In 1932, Scheffel turned against the general strike plans in the trade union movement. Scheffel resigned from his position as chairman of the railway workers' union under duress "voluntarily", "in order not to be in any way hindering the work of our association on a new basis." In the following years he was briefly taken into protective custody several times and placed under police supervision.
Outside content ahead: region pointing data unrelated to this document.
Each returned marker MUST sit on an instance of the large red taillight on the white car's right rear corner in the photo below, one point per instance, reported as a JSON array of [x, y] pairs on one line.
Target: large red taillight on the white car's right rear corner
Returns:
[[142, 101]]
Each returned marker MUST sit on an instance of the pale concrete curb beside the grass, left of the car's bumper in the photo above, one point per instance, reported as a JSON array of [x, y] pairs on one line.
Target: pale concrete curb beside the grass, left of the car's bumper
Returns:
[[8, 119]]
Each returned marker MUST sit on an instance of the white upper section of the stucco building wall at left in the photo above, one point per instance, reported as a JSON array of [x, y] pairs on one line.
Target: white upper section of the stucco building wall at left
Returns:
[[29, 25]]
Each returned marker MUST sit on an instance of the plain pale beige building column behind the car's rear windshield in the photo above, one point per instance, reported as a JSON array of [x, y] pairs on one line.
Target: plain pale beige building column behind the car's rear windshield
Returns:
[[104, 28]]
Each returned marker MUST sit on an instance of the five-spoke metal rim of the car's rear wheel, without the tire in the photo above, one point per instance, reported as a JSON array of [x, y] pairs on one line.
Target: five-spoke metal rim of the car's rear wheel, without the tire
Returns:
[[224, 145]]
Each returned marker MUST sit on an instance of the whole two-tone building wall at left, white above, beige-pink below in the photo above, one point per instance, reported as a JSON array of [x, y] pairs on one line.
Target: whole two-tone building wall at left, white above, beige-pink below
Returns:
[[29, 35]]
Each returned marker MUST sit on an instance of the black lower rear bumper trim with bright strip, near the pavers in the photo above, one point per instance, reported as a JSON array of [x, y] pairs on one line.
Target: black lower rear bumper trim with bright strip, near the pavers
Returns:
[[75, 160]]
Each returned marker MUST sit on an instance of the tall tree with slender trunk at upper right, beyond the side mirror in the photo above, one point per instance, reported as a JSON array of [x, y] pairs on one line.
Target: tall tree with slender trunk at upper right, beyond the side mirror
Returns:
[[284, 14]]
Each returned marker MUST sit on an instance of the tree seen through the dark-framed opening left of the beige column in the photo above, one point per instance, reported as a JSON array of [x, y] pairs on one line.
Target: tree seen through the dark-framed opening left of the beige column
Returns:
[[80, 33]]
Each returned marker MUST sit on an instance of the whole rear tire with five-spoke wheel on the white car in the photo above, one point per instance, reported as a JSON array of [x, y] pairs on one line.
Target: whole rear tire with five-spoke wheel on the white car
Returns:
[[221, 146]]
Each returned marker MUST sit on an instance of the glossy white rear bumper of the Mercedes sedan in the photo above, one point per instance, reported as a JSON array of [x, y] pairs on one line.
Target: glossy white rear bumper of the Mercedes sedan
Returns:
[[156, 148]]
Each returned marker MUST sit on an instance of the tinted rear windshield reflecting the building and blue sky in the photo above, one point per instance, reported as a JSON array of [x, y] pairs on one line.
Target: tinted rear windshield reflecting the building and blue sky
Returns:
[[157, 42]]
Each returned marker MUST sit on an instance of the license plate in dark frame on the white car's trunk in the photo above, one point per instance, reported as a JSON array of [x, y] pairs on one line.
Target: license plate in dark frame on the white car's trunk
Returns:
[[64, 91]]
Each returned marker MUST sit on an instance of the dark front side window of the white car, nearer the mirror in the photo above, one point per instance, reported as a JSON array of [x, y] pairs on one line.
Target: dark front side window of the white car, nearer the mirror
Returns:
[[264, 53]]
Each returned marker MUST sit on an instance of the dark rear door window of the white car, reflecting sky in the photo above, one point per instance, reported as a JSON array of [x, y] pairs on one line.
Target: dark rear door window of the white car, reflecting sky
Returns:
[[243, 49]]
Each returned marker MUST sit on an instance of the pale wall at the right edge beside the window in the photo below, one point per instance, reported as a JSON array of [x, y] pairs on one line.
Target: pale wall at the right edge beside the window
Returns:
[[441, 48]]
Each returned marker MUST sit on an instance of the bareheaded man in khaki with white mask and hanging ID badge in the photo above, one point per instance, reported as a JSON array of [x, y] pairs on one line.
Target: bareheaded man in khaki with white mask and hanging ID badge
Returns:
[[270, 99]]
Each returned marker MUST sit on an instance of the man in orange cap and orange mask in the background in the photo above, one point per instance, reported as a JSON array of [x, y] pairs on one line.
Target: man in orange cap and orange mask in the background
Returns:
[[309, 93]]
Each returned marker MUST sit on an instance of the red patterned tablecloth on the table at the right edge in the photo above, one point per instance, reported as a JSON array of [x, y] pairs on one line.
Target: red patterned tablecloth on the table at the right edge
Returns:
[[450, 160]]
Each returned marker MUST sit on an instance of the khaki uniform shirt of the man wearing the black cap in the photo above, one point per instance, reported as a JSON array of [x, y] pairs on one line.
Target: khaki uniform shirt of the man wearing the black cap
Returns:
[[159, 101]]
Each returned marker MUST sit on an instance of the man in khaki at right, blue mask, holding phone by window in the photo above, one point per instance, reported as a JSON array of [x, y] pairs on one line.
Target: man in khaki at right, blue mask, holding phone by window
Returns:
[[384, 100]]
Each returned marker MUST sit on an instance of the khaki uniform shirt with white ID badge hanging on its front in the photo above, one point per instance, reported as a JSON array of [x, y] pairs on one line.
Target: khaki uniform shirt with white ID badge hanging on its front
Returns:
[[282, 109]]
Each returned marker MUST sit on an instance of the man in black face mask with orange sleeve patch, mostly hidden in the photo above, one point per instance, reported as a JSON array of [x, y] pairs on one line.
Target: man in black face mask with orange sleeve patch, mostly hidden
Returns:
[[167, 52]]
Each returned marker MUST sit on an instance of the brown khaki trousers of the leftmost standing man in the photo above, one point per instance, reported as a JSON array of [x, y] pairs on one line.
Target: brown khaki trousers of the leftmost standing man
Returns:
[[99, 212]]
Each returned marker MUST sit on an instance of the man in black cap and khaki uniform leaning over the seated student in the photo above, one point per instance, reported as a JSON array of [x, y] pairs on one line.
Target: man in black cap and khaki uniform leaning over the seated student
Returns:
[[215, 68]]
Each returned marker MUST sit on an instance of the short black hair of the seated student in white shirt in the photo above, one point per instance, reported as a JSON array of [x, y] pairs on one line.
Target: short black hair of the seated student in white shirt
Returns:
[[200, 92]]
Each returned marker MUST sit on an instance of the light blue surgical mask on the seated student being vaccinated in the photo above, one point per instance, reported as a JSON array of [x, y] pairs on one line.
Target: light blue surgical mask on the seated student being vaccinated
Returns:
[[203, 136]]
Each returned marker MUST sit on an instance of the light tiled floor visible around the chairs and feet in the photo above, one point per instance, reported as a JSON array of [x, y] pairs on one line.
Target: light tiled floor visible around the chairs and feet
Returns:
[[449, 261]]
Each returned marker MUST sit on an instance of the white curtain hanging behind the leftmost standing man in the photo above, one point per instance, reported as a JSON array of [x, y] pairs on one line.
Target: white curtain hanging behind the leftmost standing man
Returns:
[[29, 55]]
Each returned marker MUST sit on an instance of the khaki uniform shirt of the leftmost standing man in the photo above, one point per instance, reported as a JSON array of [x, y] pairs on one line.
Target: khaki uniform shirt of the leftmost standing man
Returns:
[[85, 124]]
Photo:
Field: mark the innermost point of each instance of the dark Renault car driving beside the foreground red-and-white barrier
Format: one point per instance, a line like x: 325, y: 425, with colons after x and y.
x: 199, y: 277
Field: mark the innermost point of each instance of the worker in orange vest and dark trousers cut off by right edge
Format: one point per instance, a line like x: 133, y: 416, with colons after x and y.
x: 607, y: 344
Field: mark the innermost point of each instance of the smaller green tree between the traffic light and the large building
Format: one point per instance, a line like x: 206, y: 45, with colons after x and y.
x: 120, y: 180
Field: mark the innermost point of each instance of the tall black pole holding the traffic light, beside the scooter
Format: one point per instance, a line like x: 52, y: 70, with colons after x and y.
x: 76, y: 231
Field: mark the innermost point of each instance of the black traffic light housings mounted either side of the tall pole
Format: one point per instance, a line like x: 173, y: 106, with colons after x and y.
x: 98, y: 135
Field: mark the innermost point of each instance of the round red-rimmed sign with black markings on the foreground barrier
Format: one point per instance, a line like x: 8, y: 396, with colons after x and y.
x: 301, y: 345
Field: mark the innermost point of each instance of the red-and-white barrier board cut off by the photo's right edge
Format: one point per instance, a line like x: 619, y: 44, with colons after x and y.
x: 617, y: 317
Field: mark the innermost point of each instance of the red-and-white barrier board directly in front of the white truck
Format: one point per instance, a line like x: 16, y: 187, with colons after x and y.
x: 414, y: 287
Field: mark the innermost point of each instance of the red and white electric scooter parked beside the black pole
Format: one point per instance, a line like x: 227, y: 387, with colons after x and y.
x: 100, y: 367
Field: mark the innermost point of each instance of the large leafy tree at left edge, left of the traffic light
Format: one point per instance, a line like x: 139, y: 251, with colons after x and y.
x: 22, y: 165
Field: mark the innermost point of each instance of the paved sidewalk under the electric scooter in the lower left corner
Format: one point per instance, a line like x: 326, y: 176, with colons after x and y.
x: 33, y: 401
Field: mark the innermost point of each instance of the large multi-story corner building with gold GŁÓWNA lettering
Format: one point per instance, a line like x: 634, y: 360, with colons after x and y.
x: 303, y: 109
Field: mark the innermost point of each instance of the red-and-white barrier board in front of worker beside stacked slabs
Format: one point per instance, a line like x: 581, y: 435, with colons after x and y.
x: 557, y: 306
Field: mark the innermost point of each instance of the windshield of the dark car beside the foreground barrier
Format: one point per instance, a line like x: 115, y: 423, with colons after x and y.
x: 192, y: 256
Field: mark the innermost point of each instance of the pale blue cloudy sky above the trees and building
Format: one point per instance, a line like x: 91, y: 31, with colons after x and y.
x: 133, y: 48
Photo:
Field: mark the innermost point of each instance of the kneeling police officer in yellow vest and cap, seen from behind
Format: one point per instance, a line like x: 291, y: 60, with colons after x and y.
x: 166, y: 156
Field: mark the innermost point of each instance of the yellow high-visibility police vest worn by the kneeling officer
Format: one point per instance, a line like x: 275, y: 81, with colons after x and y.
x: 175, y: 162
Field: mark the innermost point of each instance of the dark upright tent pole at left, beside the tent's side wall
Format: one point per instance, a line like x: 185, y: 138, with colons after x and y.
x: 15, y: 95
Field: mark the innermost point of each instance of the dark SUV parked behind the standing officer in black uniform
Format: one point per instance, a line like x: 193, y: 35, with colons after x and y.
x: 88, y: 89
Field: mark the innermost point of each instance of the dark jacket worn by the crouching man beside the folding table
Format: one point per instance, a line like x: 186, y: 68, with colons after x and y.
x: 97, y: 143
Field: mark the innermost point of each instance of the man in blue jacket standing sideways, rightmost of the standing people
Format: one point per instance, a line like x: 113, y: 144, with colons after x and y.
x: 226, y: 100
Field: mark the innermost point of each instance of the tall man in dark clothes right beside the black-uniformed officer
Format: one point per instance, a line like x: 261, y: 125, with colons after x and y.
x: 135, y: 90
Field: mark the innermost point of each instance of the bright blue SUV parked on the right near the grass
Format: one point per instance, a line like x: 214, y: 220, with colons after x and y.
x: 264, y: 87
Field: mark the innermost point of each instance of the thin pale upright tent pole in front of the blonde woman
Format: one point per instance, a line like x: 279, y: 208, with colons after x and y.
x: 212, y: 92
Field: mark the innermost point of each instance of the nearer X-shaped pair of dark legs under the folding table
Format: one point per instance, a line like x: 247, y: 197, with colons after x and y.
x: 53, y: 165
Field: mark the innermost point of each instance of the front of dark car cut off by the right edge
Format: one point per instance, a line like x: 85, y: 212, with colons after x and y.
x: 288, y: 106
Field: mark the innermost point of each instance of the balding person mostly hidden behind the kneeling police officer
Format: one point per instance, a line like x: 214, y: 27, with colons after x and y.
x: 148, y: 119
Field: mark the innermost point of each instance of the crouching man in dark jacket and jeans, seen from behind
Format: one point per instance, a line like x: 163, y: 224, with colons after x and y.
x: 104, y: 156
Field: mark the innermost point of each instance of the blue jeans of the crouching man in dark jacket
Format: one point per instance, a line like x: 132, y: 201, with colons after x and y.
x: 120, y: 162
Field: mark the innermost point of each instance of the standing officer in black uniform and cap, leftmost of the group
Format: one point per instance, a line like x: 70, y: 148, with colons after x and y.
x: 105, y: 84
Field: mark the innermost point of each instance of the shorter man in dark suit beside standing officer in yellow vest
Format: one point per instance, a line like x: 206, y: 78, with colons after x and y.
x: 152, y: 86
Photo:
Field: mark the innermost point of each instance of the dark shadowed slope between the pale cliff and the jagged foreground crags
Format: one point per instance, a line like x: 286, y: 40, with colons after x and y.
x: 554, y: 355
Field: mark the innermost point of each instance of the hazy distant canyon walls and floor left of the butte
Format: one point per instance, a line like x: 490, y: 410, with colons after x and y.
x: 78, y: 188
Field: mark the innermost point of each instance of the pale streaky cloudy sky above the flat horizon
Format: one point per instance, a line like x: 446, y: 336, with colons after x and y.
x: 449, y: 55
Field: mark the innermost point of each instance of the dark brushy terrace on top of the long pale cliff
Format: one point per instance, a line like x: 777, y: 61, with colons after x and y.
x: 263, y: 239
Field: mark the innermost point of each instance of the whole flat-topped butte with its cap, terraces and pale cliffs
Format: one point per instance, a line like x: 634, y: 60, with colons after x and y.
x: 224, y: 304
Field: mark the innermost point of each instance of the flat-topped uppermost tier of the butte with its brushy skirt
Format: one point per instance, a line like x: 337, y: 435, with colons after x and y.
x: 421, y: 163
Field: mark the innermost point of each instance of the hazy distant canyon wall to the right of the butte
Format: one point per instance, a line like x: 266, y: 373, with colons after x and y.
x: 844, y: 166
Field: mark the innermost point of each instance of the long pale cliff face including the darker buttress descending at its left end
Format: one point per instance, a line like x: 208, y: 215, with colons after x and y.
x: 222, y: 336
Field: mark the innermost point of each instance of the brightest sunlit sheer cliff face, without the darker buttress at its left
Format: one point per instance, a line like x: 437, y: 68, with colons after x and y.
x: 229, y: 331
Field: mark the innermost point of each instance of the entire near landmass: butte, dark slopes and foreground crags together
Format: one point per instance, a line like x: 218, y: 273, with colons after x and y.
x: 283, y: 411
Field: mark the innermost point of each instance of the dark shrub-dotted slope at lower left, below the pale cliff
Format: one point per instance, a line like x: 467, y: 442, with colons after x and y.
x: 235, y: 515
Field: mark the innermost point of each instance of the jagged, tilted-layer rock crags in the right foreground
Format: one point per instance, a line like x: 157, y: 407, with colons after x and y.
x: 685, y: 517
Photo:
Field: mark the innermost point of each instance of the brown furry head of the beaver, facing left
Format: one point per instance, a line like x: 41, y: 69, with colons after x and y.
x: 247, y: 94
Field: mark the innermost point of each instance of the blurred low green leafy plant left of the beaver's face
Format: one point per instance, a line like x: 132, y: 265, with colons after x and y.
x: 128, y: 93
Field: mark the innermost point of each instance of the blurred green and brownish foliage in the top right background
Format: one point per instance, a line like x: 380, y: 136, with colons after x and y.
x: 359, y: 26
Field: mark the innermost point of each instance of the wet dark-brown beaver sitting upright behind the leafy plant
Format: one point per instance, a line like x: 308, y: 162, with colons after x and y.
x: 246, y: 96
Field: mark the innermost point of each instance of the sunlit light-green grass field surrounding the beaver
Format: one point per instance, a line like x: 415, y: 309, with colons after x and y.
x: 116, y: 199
After 1945 Scheffel lived in Berlin. In 1946 he joined the SED and until 1961 was chairman of the working group of merited trade union veterans at the central board of the IG Eisenbahn and a member of the central working group of the FDGB federal board. He died in 1967. His urn was in the grave conditioning Pergolenweg the memorial of the socialists at the Berlin Central Cemetery Friedrichsfelde buried.

Fonts

  • Is sabotage a union weapon? In: Sozialistische Monatshefte , 1912, 16 = 18 (1912), Heft 4, pp. 239–241. Digitized
  • The history of the German railway movement , slea (manuscript; kept in SAPMO Barch; DY-40-26 / 90/7164)
  • German trade union unit . Edited by August Reitz , Franz Scheffel. Co-founded by Josef Orlopp and Theodor Brylla . Verlag Tribüne , Berlin May 1, 1959–1962.
  • Welcome to Cologne on the Rhine. In: Der Deutsche Eisenbahner 9 (1925), issue 25, p. 116.

literature

  • Scheffel, Franz : In: Handbook of Public Life. State, politics, economy, transport, church, press, education, community, associations, foreign countries, statistics . Koehler, Leipzig 1930, p. 954.
  • Hermann Jochade: Scheffel, Franz : In: International Concise Dictionary of Trade Unions . Edited by Ludwig Heyde . Volume 2. Verlag Werk und Wirtschaft, Berlin 1932, p. 1392. Digitized
  • Martin Schumacher (Hrsg.): MdR The Reichstag members of the Weimar Republic in the time of National Socialism. Political persecution, emigration and expatriation, 1933–1945. A biographical documentation . 3rd, considerably expanded and revised edition. Droste, Düsseldorf 1994, ISBN 3-7700-5183-1 .
  • Siegfried Mielke , Stefan Heinz : Railway trade unionists in the Nazi state. Persecution - Resistance - Emigration (1933–1945) (= trade unionists under National Socialism. Persecution - Resistance - Emigration. Volume 7). Metropol, Berlin 2017, ISBN 978-3-86331-353-1 .

Web links

Individual evidence

  1. Richard Löwenthal / Patrik von Zur Mühlen: Resistance and Denial in Germany 1933 to 1945 , 1982, p. 26.
  2. Sigrid Amedick / Bernhard Schoßig: Under the winged wheel , 2001, p. 191.